Со стражами было покончено за минуту. Я нацарапал когтем код на биоэкране, и биоэкран пал. И бовицефалы вступили в город.

«Пасемы» развернулись, снизили скорость до скорости ведмежачьего бега и широким фронтом пошли вместе с нами на Эсперанцу.

Я даже и не представлял, сколько за мной шло ведмедей.
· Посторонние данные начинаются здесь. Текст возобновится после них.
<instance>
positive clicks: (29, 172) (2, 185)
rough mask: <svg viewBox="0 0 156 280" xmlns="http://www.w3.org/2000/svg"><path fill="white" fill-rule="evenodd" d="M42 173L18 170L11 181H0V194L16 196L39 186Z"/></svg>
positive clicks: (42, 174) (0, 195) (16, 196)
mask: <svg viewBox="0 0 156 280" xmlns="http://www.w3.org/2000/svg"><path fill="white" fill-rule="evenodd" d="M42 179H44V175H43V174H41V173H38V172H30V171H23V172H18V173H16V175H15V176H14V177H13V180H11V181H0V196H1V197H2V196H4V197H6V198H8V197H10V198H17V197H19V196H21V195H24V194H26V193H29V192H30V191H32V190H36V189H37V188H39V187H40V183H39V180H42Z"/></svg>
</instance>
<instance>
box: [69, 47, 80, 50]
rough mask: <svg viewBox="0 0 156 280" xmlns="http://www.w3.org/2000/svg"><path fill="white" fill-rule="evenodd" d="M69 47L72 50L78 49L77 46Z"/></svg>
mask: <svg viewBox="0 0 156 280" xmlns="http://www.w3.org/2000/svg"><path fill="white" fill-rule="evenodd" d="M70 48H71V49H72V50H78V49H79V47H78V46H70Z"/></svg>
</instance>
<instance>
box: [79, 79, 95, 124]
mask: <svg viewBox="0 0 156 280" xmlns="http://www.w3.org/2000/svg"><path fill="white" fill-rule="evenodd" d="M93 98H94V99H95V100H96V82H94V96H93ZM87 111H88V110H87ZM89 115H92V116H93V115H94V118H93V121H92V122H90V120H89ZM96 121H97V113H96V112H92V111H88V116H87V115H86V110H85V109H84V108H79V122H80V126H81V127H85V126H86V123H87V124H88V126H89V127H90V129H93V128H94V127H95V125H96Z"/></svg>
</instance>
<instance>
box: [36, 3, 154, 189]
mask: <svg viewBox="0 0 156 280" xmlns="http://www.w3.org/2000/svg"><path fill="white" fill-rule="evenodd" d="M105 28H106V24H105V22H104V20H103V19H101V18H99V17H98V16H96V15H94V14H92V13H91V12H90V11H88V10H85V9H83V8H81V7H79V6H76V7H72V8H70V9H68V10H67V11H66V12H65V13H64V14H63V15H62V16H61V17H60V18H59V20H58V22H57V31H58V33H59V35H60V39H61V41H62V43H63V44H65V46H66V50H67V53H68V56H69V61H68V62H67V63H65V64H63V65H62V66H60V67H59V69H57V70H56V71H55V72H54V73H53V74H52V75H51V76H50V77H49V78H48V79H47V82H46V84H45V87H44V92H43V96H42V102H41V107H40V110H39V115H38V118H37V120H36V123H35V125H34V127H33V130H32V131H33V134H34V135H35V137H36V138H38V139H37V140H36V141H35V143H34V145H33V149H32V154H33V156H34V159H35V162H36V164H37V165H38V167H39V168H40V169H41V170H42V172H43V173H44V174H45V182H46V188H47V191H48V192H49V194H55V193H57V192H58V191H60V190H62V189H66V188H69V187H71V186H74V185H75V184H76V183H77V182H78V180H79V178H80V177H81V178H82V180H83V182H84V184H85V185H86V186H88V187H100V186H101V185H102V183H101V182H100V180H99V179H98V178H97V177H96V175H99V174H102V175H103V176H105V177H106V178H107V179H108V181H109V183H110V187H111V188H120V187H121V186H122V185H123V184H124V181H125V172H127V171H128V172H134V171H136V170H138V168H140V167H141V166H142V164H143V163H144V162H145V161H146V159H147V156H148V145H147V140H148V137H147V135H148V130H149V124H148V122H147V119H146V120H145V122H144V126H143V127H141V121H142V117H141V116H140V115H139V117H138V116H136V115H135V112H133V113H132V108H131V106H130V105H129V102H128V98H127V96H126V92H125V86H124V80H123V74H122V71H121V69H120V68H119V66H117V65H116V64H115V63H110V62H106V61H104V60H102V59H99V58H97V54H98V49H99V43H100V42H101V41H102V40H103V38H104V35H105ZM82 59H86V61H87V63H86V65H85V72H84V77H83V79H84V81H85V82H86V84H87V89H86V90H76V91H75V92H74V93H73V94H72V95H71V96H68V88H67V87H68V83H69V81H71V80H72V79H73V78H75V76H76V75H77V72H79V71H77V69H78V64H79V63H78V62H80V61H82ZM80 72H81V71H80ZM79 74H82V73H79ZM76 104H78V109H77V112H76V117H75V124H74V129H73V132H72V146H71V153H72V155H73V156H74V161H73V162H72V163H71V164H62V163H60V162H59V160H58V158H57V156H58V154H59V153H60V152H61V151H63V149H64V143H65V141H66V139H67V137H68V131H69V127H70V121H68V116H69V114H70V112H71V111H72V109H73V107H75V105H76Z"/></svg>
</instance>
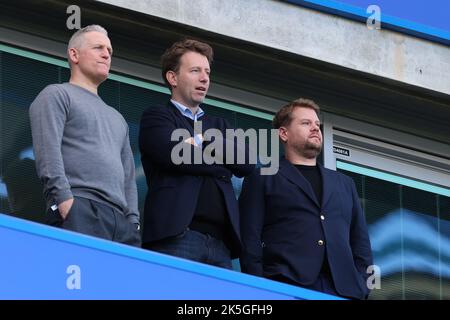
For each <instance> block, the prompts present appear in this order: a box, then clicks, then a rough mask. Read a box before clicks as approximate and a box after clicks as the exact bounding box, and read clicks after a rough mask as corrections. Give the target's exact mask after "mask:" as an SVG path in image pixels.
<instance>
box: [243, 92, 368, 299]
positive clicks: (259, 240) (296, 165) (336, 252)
mask: <svg viewBox="0 0 450 320" xmlns="http://www.w3.org/2000/svg"><path fill="white" fill-rule="evenodd" d="M318 113H319V107H318V106H317V105H316V104H315V103H314V102H313V101H311V100H306V99H298V100H295V101H293V102H292V103H290V104H288V105H286V106H284V107H282V108H281V109H280V111H278V113H277V114H276V115H275V118H274V120H273V124H274V128H275V129H278V130H279V137H280V139H281V141H282V143H283V145H284V148H285V158H282V159H281V161H280V167H279V171H278V172H277V173H276V174H275V175H261V174H260V172H259V171H256V172H255V173H254V174H252V175H251V176H249V177H247V178H246V179H245V181H244V185H243V188H242V193H241V196H240V198H239V203H240V210H241V235H242V241H243V246H244V250H243V254H242V257H241V267H242V270H243V271H244V272H246V273H250V274H254V275H257V276H264V277H267V278H270V279H273V280H278V281H282V282H286V283H289V284H293V285H298V286H302V287H305V288H308V289H313V290H316V291H322V292H325V293H329V294H334V295H339V296H343V297H349V298H356V299H364V298H367V295H368V294H369V289H368V287H367V285H366V281H367V278H368V274H367V273H366V271H367V267H368V266H370V265H372V252H371V247H370V240H369V236H368V232H367V226H366V222H365V218H364V214H363V212H362V209H361V205H360V202H359V198H358V194H357V192H356V188H355V185H354V182H353V180H352V179H351V178H349V177H347V176H345V175H343V174H341V173H339V172H335V171H332V170H329V169H325V168H324V167H323V166H321V165H320V164H318V163H317V160H316V159H317V156H318V155H319V154H320V152H321V149H322V133H321V131H320V121H319V118H318Z"/></svg>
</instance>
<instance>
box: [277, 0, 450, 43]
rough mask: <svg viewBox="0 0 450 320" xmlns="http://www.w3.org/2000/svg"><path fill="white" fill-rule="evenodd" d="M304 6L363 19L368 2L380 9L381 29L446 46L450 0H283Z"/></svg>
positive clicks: (343, 16) (368, 5)
mask: <svg viewBox="0 0 450 320" xmlns="http://www.w3.org/2000/svg"><path fill="white" fill-rule="evenodd" d="M285 1H286V2H290V3H295V4H298V5H301V6H304V7H308V8H312V9H316V10H320V11H324V12H327V13H331V14H336V15H339V16H343V17H346V18H350V19H354V20H358V21H363V22H365V21H366V20H367V18H368V17H369V16H370V15H371V14H369V13H367V12H366V10H367V7H368V6H369V5H377V6H379V7H380V10H381V28H382V29H383V28H387V29H392V30H395V31H399V32H404V33H408V34H411V35H414V36H418V37H421V38H425V39H428V40H432V41H436V42H440V43H442V44H446V45H450V19H449V12H450V1H448V0H428V1H395V0H339V1H334V0H285Z"/></svg>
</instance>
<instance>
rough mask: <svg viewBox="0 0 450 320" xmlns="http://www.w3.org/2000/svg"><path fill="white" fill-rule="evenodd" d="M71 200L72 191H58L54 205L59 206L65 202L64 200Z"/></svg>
mask: <svg viewBox="0 0 450 320" xmlns="http://www.w3.org/2000/svg"><path fill="white" fill-rule="evenodd" d="M72 198H73V194H72V191H70V190H61V191H58V193H57V194H56V197H55V201H56V204H57V205H59V204H60V203H62V202H64V201H66V200H69V199H72Z"/></svg>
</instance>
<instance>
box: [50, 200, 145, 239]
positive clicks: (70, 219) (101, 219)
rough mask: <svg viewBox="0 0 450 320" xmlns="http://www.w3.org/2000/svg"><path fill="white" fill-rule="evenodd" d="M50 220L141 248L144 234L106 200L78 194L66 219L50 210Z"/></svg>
mask: <svg viewBox="0 0 450 320" xmlns="http://www.w3.org/2000/svg"><path fill="white" fill-rule="evenodd" d="M47 215H48V219H47V223H48V224H50V225H53V226H56V227H60V228H63V229H66V230H70V231H75V232H79V233H83V234H87V235H90V236H94V237H98V238H102V239H107V240H111V241H115V242H120V243H124V244H129V245H132V246H136V247H140V245H141V235H140V232H139V231H138V230H137V229H136V226H135V225H134V224H133V223H131V222H129V221H128V219H127V218H126V217H125V215H124V214H123V213H121V212H120V211H118V210H117V209H115V208H112V207H110V206H107V205H105V204H103V203H100V202H97V201H94V200H91V199H86V198H81V197H74V201H73V204H72V207H71V208H70V211H69V213H68V215H67V217H66V219H65V220H63V219H62V217H61V215H60V213H59V211H58V210H55V211H53V210H52V209H49V210H48V213H47Z"/></svg>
Я не смог бы их посчитать, пусть даже и приблизительно, пусть бы даже такой целью задался. Но цель, повторяю, была иной — помочь. Взмывали вверх гражданские вегиклы, но в воздухе их сбивали броневики, люди как сумасшедшие бежали от нас, хотя глупо убегать от бовицефала, но они бежали и, стало быть, чувствовали перед нами вину, и мы догоняли их, мы сбивали их с ног, предоставляя идущим позади довершить начатое. Мы лавой входили в город, мы занимали каждый дом, и, ребята, почти никто даже не думал нам сопротивляться, мы очищали от врагов каждую комнату, и они сами бросались от нас из окон и с крыш, они боялись нас, и это было приятно. Мы били мужчин и женщин, мы били стариков и детей, мы никого не оставляли в живых. Мы проникали всюду и не задерживались нигде — внезапность была нашим оружием.

Я уже никого не вел, никто уже не нуждался в боевом лидере, умеющем открывать биоэкраны, — я шел сам, я точно знал, куда мне следует торопиться, я мчался к магистрату. Там, там ждали меня друзья.